Francois Farrah, Chief of Population and Development for UNFPA.

Female infanticide is the murder of baby girls soon after birth on the sole basis of gender.  Female infanticide is more common than male infanticide because of the perceived social and economic disadvantages to having girl children.  Female infanticide is most common in China and India.

Female infanticide is more prevalent in poor families, mainly in rural areas.  Wealthier families in the cities have access to and can afford ultrasounds and other procedures that facilitate pre-birth gender selection so the foetus can be aborted once the gender is known.  Where gender is known, 42% of female foetuses in India are aborted compared to 25% male ( HinduWomen.org).  This gender-selective abortion and female infanticide is creating a great skew in gender demographics in favour of boys and this is consequently leading to a number of abuses being perpetrated against women and girls.

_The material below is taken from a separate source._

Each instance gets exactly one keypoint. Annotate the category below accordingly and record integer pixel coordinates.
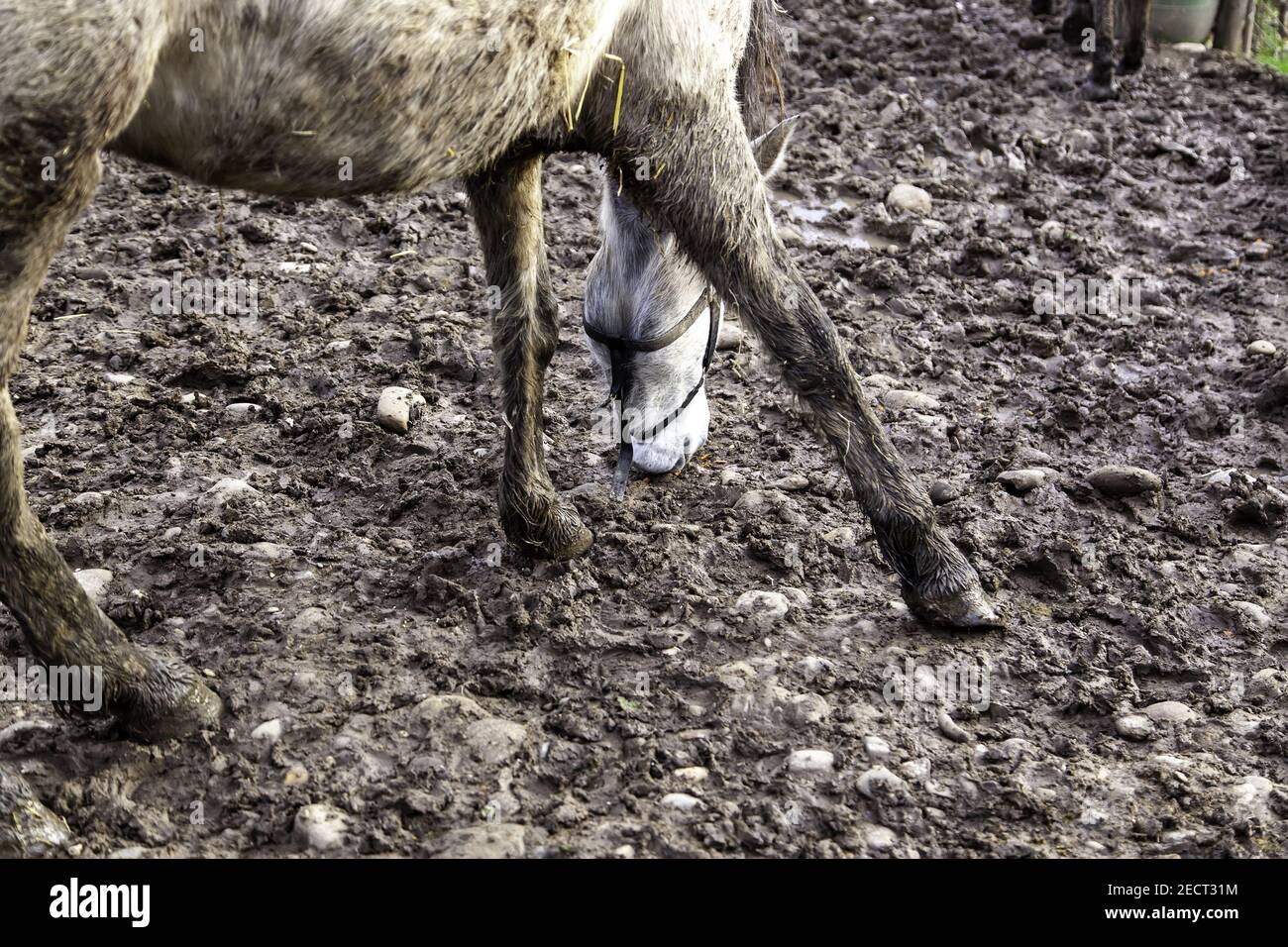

In China, where the one child rule has existed since 1979, unwanted baby girls are often sold, trafficked, neglected or abandoned in the state's orphanages.  If the family can afford to keep the baby girl, her birth, and consequently her legal existence, may remain unregistered.  This means that in future, she can claim no benefits from the state or any inheritance from her family.  As there is such a shortage of young women in China, this has led to a rise in trafficking and bride auctions, especially in rural areas.

In Asia, 60 million girls and 50 million girls from Indiawho would otherwise be expected to be alive are 'missing' from the populations (UNFPA 2005).  In India, it is customary for the bride's family to give a dowry to the groom's family when she is married.  If a family has more than one daughter this can be very expensive.  Although this custom has been outlawed, it is still practiced in many rural areas.  In all cases, it is more likely that gender selection is exercised against girls if this is the first child or if the first child was a girl.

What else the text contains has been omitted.